This invention relates to an ignition timing control device for an internal combustion engine and more particularly to an improved ignition timing control including a temperature responsive advance.
It is well known that a wide variety of internal combustion engines are now provided with electronic ignition control. The use of electronic circuitry permits a wider adjustment of ignition timing to suit a variety of different operating conditions. For example, it has been proposed to employ an engine temperature sensor in combination with the logic of the timing circuitry in order to provide additional spark advance for cold temperature starting. Normally, these devices would include a temperature sensor that is mounted in proximity to the engine so as to sense its temperature. This sensor then outputs a signal to a remotely positioned control circuit including a fire advancing circuit and will achieve an advance in the spark timing under cold starting conditions. Although such systems have advantages, there are some disadvantages with the proposed type of system as described.
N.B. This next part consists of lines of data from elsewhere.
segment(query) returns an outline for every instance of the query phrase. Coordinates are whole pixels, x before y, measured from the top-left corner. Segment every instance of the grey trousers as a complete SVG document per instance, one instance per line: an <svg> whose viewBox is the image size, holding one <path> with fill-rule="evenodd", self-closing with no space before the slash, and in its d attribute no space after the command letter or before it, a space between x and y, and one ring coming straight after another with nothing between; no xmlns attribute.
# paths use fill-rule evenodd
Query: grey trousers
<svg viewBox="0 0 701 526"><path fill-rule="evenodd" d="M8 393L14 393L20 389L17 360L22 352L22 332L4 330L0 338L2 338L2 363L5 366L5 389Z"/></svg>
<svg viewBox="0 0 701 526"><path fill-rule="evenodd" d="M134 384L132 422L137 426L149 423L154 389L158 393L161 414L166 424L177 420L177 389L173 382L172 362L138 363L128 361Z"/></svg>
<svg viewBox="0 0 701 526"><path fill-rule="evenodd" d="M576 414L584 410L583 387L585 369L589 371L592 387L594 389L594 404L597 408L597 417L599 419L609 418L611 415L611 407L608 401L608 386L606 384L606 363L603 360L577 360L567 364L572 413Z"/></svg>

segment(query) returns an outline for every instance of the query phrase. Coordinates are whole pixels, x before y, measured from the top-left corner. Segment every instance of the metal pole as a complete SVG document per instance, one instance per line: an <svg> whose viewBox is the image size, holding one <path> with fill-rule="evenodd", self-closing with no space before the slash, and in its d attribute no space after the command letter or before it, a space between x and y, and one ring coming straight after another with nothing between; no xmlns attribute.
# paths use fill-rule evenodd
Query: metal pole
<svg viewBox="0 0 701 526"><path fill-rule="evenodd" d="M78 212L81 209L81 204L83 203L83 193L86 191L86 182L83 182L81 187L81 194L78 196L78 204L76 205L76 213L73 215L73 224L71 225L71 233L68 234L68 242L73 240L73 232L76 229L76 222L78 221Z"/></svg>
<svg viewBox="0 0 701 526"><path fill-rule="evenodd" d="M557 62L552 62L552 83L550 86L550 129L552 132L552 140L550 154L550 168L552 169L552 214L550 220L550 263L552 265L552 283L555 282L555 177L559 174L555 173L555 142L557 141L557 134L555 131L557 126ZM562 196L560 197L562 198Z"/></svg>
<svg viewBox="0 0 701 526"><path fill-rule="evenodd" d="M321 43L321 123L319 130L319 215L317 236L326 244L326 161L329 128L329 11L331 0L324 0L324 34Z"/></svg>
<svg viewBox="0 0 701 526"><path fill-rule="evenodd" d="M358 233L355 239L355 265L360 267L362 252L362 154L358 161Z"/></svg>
For example, when the temperature sensor is remotely positioned from the ignition control circuit, it is necessary to provide a conductor to transmit the signal from the temperature sensor to the spark control circuit. In order to prevent noise and extraneous unwanted signals, it is desirable that the temperature sensor provide a high power output. However, with many engines such as outboard motors, there is not a battery as such and, hence, the temperature sensor cannot output large current signals under cranking operations. Furthermore, the disadvantages of the remote wiring should be readily apparent.
It is, therefore, a principal object of this invention to provide an improved, simplified and relatively compact ignition timing control device including a temperature sensor.
It is a further object of this invention to provide a temperature sensitive ignition timing control that is mounted as a complete unit on the engine.